I'm going to divide it by the denominator 10 equal groups.
Each group has a value of 4 and then take that number one part, multiply by the numerator 8 to give me the value of 8/10, and that gives me 32.
George's friend received 32 lego pieces.
And then part two was working backwards so we had the fraction value, but we needed to find the value of the whole.
So, here were the rules.
Step number one, divide the fraction value by the numerator, this time.
Then number to multiply the value of one part by the denominator to find the whole.
So, if I know that 3/7 is equal to 12, what is the value of the whole? So, I had the whole as 12.
I divide by the numerator this time.
So that would tell me the value of one part, which was 4.

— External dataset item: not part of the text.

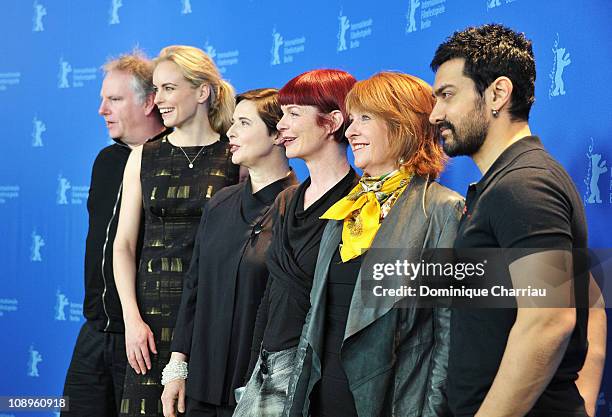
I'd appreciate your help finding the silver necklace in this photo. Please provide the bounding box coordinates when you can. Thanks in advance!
[177,145,206,168]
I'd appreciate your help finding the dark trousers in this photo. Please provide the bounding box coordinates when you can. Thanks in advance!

And then I'm going to take that part and multiply it by 7, the 7, 7s to give me the whole.
So the whole was 28.
The value of the whole is 28 full sentences.
And finally, Sandra was given £50.
This was 5/9 of her brother's money.
How much money did Sandra's brother have? So, the fraction amount that we were given was £50.
First, we divide that by our numerator to find 1/9, which gives me £10.
And then I'm going to take that value one part, and I need to multiply that by 9, the denominator to give me the answer for 9, 1/9 and the whole was equal to £90.
So Sandra's brother had £90 to start with.
Really good work, because I know that is very, very tricky, especially learning from home.
Finished today's lesson.
What I would like you to do is complete our final knowledge quiz, to prove what you have learned in today's lesson.
So pause the video to complete that now.
Brilliant, thank you year three and have an amazing lesson.
So, just a goodbye from me, well done and for completing today's learning.
We should hopefully now be more confident with finding non-unit fractions of a given quantity.
If we are doing this in the future, remember now you've got two strategies, you can use the bar modelling strategy, share that out, or you can remember those two rules to help you with your working out.
Hopefully, I'll see you back here tomorrow for more exciting maths learning, goodbye.